0 Fenomenal Mursi, Presiden Mesir Terpilih

Kemenangan Muhammad Mursi dari Ikhwanul Muslimin atas dukungan suara kaum muslim di Mesir takterelakan lagi. Hal ini menimbulkan harapan besar bagi kaum muslim agar mereka diperintah dengan aturan Islam dan berlindung dibawah panji Islam.

Tentu saja dukungan yang diberikan bukan untuk melanggengkan system sekuler yang telah membuat umat Islam sengsara didalamnya. Pertanyaannya adalah, benarkah presiden terpilih akan mewujudkan keinginan kaum muslim?

Wartawan media Fars di Kairo mengutip pernyataan pertama Presiden Kairo bahwa ia menyerukan Negara demokrasi sipil yang sekuler, mengumumkan persetujuan Mesir atas perjanjuan-perjanjian Mesir yang bersifat internasional termasuk persetujuan atas perjanjian Camp David yang merampas bumi Palestina.

Padahal Negara sipil demokrasi "yang merupakan sistem buatan kafir barat" memisahkan agama dari Negara dan menyerahkan keputusan hukum kepada manusia bukan kepada Rabb-nya.

Bagaimana bisa seorang muslim mengusung Negara sipil demokrasi yang sekuler, sedangkan dalam Islam segala sesuatu ada aturan yang telah ditetapkan oleh Allah Swt. Aturan tersebut terdapat dalam Al-Qur'an dan Assunnah, dimana tidak ada kedudukan kewajiban yang lebih tinggi dari yang lainnya.

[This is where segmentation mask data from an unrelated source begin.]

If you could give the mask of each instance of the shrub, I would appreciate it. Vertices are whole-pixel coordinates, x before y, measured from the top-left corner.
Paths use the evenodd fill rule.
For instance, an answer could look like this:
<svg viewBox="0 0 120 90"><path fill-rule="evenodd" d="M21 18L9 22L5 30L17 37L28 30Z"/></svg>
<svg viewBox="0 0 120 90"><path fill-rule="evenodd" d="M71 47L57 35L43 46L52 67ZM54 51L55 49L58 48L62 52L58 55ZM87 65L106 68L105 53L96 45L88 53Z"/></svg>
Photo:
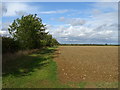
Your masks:
<svg viewBox="0 0 120 90"><path fill-rule="evenodd" d="M18 51L19 44L13 38L10 37L2 37L2 53L11 52L14 53Z"/></svg>

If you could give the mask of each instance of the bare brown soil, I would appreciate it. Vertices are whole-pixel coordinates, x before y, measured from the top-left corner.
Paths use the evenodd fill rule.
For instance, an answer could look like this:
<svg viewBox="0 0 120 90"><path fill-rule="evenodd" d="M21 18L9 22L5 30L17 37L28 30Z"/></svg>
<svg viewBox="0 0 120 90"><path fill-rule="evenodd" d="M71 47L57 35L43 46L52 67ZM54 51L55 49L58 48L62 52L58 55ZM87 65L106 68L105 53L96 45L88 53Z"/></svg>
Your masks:
<svg viewBox="0 0 120 90"><path fill-rule="evenodd" d="M60 46L56 53L62 83L89 82L87 88L96 88L99 82L118 82L117 46Z"/></svg>

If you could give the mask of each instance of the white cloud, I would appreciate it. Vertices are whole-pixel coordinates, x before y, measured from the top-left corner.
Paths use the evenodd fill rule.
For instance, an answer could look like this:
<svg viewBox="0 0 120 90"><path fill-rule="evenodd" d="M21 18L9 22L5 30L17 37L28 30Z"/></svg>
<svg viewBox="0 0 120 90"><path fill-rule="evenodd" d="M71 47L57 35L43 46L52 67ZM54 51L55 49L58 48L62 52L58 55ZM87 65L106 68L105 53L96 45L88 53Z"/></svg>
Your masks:
<svg viewBox="0 0 120 90"><path fill-rule="evenodd" d="M86 20L83 20L81 18L60 17L58 21L65 22L66 24L70 24L72 26L84 25L86 23Z"/></svg>
<svg viewBox="0 0 120 90"><path fill-rule="evenodd" d="M99 14L101 14L101 11L98 10L98 9L93 9L92 14L93 15L99 15Z"/></svg>
<svg viewBox="0 0 120 90"><path fill-rule="evenodd" d="M50 26L47 30L60 43L117 43L118 13L93 11L92 16L85 20L60 17L57 21L65 24Z"/></svg>
<svg viewBox="0 0 120 90"><path fill-rule="evenodd" d="M104 1L104 0L103 0ZM118 2L96 2L96 4L94 4L94 8L97 8L99 10L118 10Z"/></svg>
<svg viewBox="0 0 120 90"><path fill-rule="evenodd" d="M9 32L0 30L0 36L10 36L10 35Z"/></svg>
<svg viewBox="0 0 120 90"><path fill-rule="evenodd" d="M40 14L59 14L59 13L66 13L68 12L67 9L65 10L56 10L56 11L43 11L43 12L39 12Z"/></svg>
<svg viewBox="0 0 120 90"><path fill-rule="evenodd" d="M3 3L3 16L16 16L35 13L38 10L36 6L30 6L26 3Z"/></svg>
<svg viewBox="0 0 120 90"><path fill-rule="evenodd" d="M59 21L66 24L50 27L48 31L61 43L117 43L117 15L117 12L100 12L82 25L83 19L60 17Z"/></svg>
<svg viewBox="0 0 120 90"><path fill-rule="evenodd" d="M65 17L60 17L59 21L64 22L65 21Z"/></svg>
<svg viewBox="0 0 120 90"><path fill-rule="evenodd" d="M26 3L3 3L2 4L2 11L3 16L16 16L16 15L25 15L30 13L37 13L37 14L60 14L68 12L67 9L64 10L55 10L55 11L40 11L41 6L30 6ZM2 12L0 12L2 13Z"/></svg>
<svg viewBox="0 0 120 90"><path fill-rule="evenodd" d="M27 8L28 6L23 3L5 3L3 12L6 10L6 13L4 13L4 16L15 16L16 12L27 11Z"/></svg>
<svg viewBox="0 0 120 90"><path fill-rule="evenodd" d="M86 21L80 18L73 18L71 20L68 20L67 23L70 23L72 26L76 26L76 25L84 25Z"/></svg>
<svg viewBox="0 0 120 90"><path fill-rule="evenodd" d="M85 26L59 26L48 29L50 33L61 43L117 43L118 32L112 29L96 31ZM74 41L74 42L72 42Z"/></svg>
<svg viewBox="0 0 120 90"><path fill-rule="evenodd" d="M10 24L11 24L10 22L2 23L2 27L0 29L0 35L10 36L9 31L8 31L8 27Z"/></svg>
<svg viewBox="0 0 120 90"><path fill-rule="evenodd" d="M118 24L118 13L109 12L101 13L99 15L93 15L91 19L87 22L87 25L93 27L94 29L103 25L109 27L110 25Z"/></svg>

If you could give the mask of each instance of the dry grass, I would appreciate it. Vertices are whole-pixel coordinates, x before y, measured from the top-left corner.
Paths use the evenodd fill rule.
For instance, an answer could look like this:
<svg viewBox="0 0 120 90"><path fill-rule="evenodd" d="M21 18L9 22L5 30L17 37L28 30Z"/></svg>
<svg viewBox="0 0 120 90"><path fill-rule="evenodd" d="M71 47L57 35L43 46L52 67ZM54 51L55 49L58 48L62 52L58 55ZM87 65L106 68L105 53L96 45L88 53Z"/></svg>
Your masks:
<svg viewBox="0 0 120 90"><path fill-rule="evenodd" d="M86 87L117 87L117 46L60 46L55 61L63 83L89 82Z"/></svg>
<svg viewBox="0 0 120 90"><path fill-rule="evenodd" d="M2 55L2 63L5 63L6 61L9 61L9 60L15 60L21 56L25 56L25 55L28 55L28 54L31 54L35 51L37 51L38 49L33 49L33 50L24 50L24 51L18 51L16 53L6 53L6 54L3 54Z"/></svg>

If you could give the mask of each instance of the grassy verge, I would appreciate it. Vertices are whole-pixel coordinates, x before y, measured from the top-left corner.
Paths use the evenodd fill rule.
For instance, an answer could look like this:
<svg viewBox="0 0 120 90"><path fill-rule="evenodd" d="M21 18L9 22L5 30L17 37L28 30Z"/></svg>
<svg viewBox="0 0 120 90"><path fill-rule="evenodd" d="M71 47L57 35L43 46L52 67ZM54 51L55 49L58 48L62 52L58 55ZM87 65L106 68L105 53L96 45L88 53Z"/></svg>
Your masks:
<svg viewBox="0 0 120 90"><path fill-rule="evenodd" d="M55 50L44 48L6 61L3 65L3 88L68 88L57 78L57 66L52 60Z"/></svg>

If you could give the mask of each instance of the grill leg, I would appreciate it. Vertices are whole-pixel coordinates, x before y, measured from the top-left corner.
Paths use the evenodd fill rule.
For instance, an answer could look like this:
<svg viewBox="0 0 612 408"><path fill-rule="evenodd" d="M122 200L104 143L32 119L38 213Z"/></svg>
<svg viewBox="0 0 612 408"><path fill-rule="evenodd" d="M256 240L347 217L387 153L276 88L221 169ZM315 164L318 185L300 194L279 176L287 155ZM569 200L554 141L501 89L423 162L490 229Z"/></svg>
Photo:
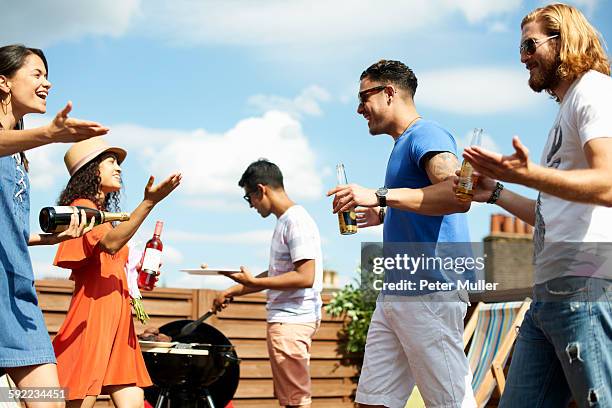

Misalnya kewajiban qishos dalam Q.S Al- Baqarah [2]: 178 setara dengan kewajiban puasa ramadlan dalam Q.S Al- Baqarah [2]: 183, keduanya pun wajib dilaksanakan, jika tidak maka berdosa. Dimana hukum Qishas hanya bisa dilaksanakan oleh Negara yang menerapkan seluruh aturan Islam (hukum-hukum Allah).

Namun tidak semua kewajiban dalam Al Qur'an dan As-sunnah bias dilaksanakan secara sempurna saat ini, karena membutuhkan sesuatu yang lain yang bisa melaksanakannya. Sesuatu yang lain itu tak lain adalah Daulah Khilafah Islamiyyah.

Sistem peradilan Islam (sebagai penebus dan pencegah) seperti jinayat termasuk qishos hanya akan sempurna ketika dilaksanakan dalam Khilafah. Hal ini disebutkan dalam Kaidah ushul fiqih 'suatu kewajiban tidak akan sempurna (pelaksanaannya) tanpa sesuatu, maka sesuatu tersebut hukumnya adalah wajib'.

Maka keberadaan Khilafah adalah wajib sebagai satu-satunya institusi yang bias menerapkan syariat Islam secara menyeluruh.

Oleh karenaitu, sudah selayaknya para penguasa muslim menyerukan kembali syariat Islam dan menerapkannya secara sempurna dalam naungan Khilafah Islamiyyah.

Demikian pula dengan penguasa muslim Mesir, sudah selayaknya menegakkan syariat dan Khilafah Islam dan mencampakkan sistem demokrasi sekuler sebagai konsekuensi keimanan atas seorang muslim.

Dan hendaklah kamu memutuskan perkara di antara mereka menurut apa yang diturunkan Allah, dan janganlah kamu mengikuti hawa nafsu mereka. Dan berhati-hatilah kamu terhadap mereka, supaya mereka tidak memalingkan kamu dari sebahagian apa yang telah diturunkan Allah kepadamu. (Q.S Al-Maidah [5]: 49)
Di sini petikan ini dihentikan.